5.De motivering van de beslissing
€ 244.392,99 is gestort op de bankrekening van de rechthebbende vanwege dit transport zijn er zeer kort daarna diverse schenkingen gedaan:
- op 25 december 2020 een bedrag van € 400,- aan mevrouw [belanghebbende] met kenmerk “zoals afgesproken”;
- op 26 december 2020 een bedrag van € 2.000,- aan [naam 1] , met kenmerk “Schenking, liefs [namen] ”;
- op 26 december 2020 een bedrag van € 2.000,- aan mevrouw [belanghebbende] , met kenmerk “Goede kerst liefs [naam 2] ”;
- op 27 december 2020 een bedrag van € 1.000,- aan [naam 3] , met kenmerk “schenking [naam 2] ”;
- op 28 december 2020 een bedrag van € 1.000,- aan [naam 4] , met kenmerk “Schenking, liefs [namen] ”;
- op 28 december 2020 een bedrag van € 2.200,- aan [de zoon van belanghebbende] , met kenmerk “Schenking [naam 5] ”;
- op 28 december 2020 een bedrag van € 2.200,- aan [de zoon van belanghebbende] , met kenmerk “Schenking [naam 6] ”;
- op 28 december 2020 een bedrag van € 2.000,- aan [naam 7] , met kenmerk “Liefs [naam 8] ”;
- op 28 december 2020 een bedrag van € 2.200,- aan [naam 9] , met kenmerk “Schenking”;
- op 28 december 2020 een bedrag van € 2.200,- aan [naam 10] , met kenmerk “Schenking”;
- op 28 december 2021 een bedrag van € 5.000,- aan [naam 11] , met kenmerk “Schenking”:
- op 28 december 2020 een bedrag van € 5.000,- aan [naam 12] , met kenmerk “Schenking”;
- op 28 december 2020 een bedrag van € 5.000,- aan [de zoon van belanghebbende] , met kenmerk “Schenking”;
- op 29 december 2020 een bedrag van € 500,- aan [naam 13] , met kenmerk “Kadootje opa [naam 2] ”;
- op 29 december 2020 een bedrag van € 1.000,- aan [naam 14] , met kenmerk “Schenking, Liefs [namen] ”;
- op 29 december 2020 een bedrag van € 45.000,- aan mevrouw [belanghebbende] , met kenmerk “Schenking 2020”;
- op 4 januari 2021 een bedrag van € 2.800,- aan [de zoon van belanghebbende] , met kenmerk “schenking [naam 6] 2021”;
- op 4 januari 2021 een bedrag van € 2.800,- aan [de zoon van belanghebbende] , met kenmerk “schenking 2021 [naam 5] ”;
- op 4 januari 2021 een bedrag van € 2.800,- aan [naam 10] , met kenmerk “schenking 2021”;
- op 4 januari 2021 een bedrag van € 5.000,- aan [naam 12] , met kenmerk “schenking 2021”;
- op 4 januari 2021 een bedrag van € 1.700,- aan [naam 1] , met kenmerk “schenking”;
- op 4 januari 2021 een bedrag van € 2.800,- aan [naam 9] , met kenmerk “schenking 2021”;
- op 4 januari 2021 een bedrag van € 3.300,- aan [de zoon van belanghebbende] , met kenmerk “schenking 2021”;
- op 4 januari 2021 een bedrag van € 5.000,- aan [naam 11] , met kenmerk “schenking 2021”;
- op 13 januari 2021 een bedrag van € 32.288,- aan mevrouw [belanghebbende] , met kenmerk “Schenking 2021”.

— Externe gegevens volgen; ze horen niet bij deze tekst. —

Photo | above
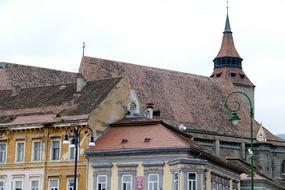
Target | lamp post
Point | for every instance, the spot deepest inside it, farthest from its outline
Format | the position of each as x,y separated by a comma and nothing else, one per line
75,132
235,118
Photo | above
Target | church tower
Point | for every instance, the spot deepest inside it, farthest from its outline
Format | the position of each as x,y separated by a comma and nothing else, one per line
228,64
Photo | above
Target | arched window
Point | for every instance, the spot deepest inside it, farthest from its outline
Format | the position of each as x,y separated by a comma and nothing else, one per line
283,167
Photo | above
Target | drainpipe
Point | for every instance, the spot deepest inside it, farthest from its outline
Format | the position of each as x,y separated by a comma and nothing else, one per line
46,157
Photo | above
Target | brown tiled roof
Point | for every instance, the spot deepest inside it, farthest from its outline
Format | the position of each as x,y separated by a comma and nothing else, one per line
52,103
14,75
194,100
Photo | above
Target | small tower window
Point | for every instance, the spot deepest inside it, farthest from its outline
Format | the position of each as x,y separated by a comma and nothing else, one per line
218,75
283,167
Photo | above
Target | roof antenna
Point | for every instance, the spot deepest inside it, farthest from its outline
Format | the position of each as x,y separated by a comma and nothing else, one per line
83,48
227,6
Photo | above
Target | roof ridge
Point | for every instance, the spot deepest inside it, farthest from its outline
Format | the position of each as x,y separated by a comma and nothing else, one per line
147,67
16,64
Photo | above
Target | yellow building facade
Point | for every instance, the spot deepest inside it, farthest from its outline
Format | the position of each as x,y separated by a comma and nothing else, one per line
32,153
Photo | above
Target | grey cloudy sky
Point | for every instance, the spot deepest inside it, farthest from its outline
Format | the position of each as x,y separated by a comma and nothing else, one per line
182,35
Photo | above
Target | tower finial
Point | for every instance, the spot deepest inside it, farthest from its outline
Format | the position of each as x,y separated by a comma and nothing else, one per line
227,6
83,48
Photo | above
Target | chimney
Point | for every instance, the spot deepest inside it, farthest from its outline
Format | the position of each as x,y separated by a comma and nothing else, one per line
132,108
81,82
16,90
149,108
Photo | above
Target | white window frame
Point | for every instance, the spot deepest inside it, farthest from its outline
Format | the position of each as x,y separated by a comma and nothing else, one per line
151,182
3,187
49,185
188,180
97,181
69,154
51,150
67,184
176,181
122,181
33,150
20,142
31,183
5,151
14,183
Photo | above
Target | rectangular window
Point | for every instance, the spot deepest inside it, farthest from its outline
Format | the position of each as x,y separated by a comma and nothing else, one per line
20,151
153,182
175,181
18,185
71,153
70,184
53,184
35,184
2,185
126,182
101,182
192,181
36,151
55,150
214,185
3,150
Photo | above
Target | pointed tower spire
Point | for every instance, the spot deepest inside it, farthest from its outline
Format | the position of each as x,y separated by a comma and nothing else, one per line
228,63
228,55
227,26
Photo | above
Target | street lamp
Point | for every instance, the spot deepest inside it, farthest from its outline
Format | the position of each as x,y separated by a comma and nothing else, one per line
75,132
235,119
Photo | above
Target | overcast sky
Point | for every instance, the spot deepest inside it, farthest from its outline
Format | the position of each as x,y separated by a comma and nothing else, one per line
182,35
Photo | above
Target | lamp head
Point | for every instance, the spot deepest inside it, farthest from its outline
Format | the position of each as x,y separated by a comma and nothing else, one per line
66,141
72,145
234,118
92,142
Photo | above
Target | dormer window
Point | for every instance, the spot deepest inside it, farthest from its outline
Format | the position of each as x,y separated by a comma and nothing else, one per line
124,141
146,140
218,75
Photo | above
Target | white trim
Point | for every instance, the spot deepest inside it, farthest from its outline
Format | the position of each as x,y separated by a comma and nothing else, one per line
130,182
97,181
16,149
192,180
14,183
67,184
49,187
69,153
59,150
39,186
33,147
174,180
3,184
5,159
148,180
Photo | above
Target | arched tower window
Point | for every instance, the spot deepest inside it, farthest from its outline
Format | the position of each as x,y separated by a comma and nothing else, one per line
283,167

€ 10.200,- vanwege ‘de kosten van de verhuizing’. Onweersproken heeft de bewindvoerder gesteld dat er inmiddels een bedrag van € 165.912,84 is onttrokken aan het vermogen van de rechthebbende. De bewindvoerder heeft verklaard dat van het vermogen nog ongeveer € 70.000,- resteert; dit betekent dat het overgrote deel van het vermogen na de levering van de woning is uitgegeven. Het hof is van oordeel dat [belanghebbende] aldus in strijd met de belangen van de rechthebbende heeft gehandeld.